Researchers from five universities led by the Institute for Sustainable Futures (ISF) at the University of Technology, Sydney are detailing their vision for a low-waste, high-efficiency electricity network at a research forum at UTS.

Professor Stuart White, picture by Joanne SaadProfessor Stuart White, picture by Joanne Saad

ISF Director and Cluster Leader Professor Stuart White said the iGrid research had covered not only the technical issues of distributed energy but the economic, environmental and social impacts and benefits.

"Our electricity grid has not changed a great deal in the last 100 years. This research demonstrates how to create a grid that meets the needs of the 21st century and helps us move towards a low-carbon future," Professor White said.

CSIRO Energy Transformed Flagship Director, Dr Alex Wonhas, welcomed the findings of the Cluster.

"The findings will help industry, governments and researchers understand how decentralised energy might fit into Australia's future electricity network, and the value of such technology and practises in cutting carbon emissions," Dr Wonhas said.

Key findings included:

  • Decentralised energy, including energy efficiency, distributed generation, peak load management and smart metering, is a viable option to deliver significant cuts in carbon emissions while securely and reliably meeting customer energy needs.
  • Distributed generation including wind turbines, solar panels, micro turbines, fuel cells and cogeneration (combined heat and power) can reduce power loss, improve electricity system operation and reduce transmission and distribution costs if sited and sized appropriately.
  • Detailed household monitoring has established the effectiveness of energy efficiency technologies such as insulation, solar hot water and solar panels and demonstrated cost savings realised by these technologies over time.
  • There is a high level of acceptance among residential and commercial energy consumers and industry stakeholders that intelligent grid solutions – such as advanced control systems and smart electricity meters – represent a genuine alternative to a centralised grid supply.

Following this week's forum, on Thursday 15 December, the ISF will launch the Australian Decentralised Energy Roadmap, the blueprint for accelerating the deployment of decentralised energy.
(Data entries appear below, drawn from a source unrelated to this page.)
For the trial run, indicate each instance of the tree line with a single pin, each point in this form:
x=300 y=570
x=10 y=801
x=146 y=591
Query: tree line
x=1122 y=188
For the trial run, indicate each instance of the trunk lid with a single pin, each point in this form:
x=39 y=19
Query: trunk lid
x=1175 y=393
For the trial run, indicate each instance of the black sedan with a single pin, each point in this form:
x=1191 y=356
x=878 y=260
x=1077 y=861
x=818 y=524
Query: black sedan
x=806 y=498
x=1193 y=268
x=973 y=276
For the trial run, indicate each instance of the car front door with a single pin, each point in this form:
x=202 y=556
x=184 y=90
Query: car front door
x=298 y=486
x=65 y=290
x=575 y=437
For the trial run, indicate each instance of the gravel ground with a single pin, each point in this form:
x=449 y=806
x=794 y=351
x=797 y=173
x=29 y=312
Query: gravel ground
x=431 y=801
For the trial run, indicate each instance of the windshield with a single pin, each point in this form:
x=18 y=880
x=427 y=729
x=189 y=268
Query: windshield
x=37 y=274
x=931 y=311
The iGrid Cluster is supported by the CSIRO Energy Transformed Flagship through CSIRO's Flagship Collaboration Fund, with university partners: UTS, the University of Queensland, the University of South Australia, Queensland University of Technology and Curtin University.

The CSIRO Flagship Collaboration Fund facilitates involvement of the wider Australian research community in addressing the nation's most significant challenges and opportunities. Flagship Clusters are three-year partnerships between Flagships, universities and other public research agencies.